还说他师叔之前算出人类将有大劫,但无法确定时间,不过从那之后就一直在悄悄地找人挖地道,还各种囤吃的,好几次主持差点把他赶出去。
盛晴问:“你师叔现在这样,不是病的,是受伤了吗?”
香飘飘叹了口气:“嗯……怪物出现的那天,他护着大家先走,跑去关门,结果被怪物咬断了腿,被咬住的时候还拼命把门给抵上——后来怪物把他甩飞了,几个师兄弟冒死把人背回来,算是捡回一条命,但是腿却没了……”
盛晴想起他们刚进门时,看到的抵住大门的木梯上的血迹。
“现在这种情况,也没法去医院,我们试着出去过,死了好几个人。”香飘飘想到这就一阵难过,“吴医生帮师叔截了肢,连麻药都没有……原本以为截肢之后伤口会慢慢恢复,但伤口一直没有愈合,开始师叔还肯让吴医生帮他上药,没两天就说给他也没用了,不如留下来给别人,止痛药也不肯吃,前几天总是发烧,烧糊涂了还会说胡话,说是对不起他师父,吴医生说了好几回人可能不行了,但我师叔特别有毅力,坚持到了现在……”
通道黑暗,盛晴想起刚才床上躺着的枯瘦的周有对她说的话,他说:“我是想要见您一面,才让我撑到了现在。”

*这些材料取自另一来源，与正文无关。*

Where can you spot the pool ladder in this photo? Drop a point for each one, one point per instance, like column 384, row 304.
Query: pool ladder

他们终于走出了幽长黑暗的通道,进了那个小小的地下室。
地下室的桌子上点了一根红色蜡烛,照亮了坐在桌边蒲团上的小道长和后面单人床上躺着的章宇,以及坐在地上脑袋依旧趴在章宇枕头边的金毛犬蛋黄。
香飘飘让那个小道士回去了,他看向床上躺着的章宇:“这就是刚才师兄说的被怪物咬伤的人吗?他的伤口怎么样了?”
“他没事,咬他的怪物不带毒。”盛晴说。
“那他的运气真不错。”香飘飘把两个蒲团让给他们坐,自己席地而坐,他拿起靠在墙边的热水瓶给他们倒了两杯水。
盛晴和贺南阕坐下来,贺南阕将拎过来的行李箱放在两人中间。
“对了,盛晴,还没来得及问你是怎么过来的?”香飘飘问,“你找我是有什么急事吗?”竟然冒着生命危险都要过来。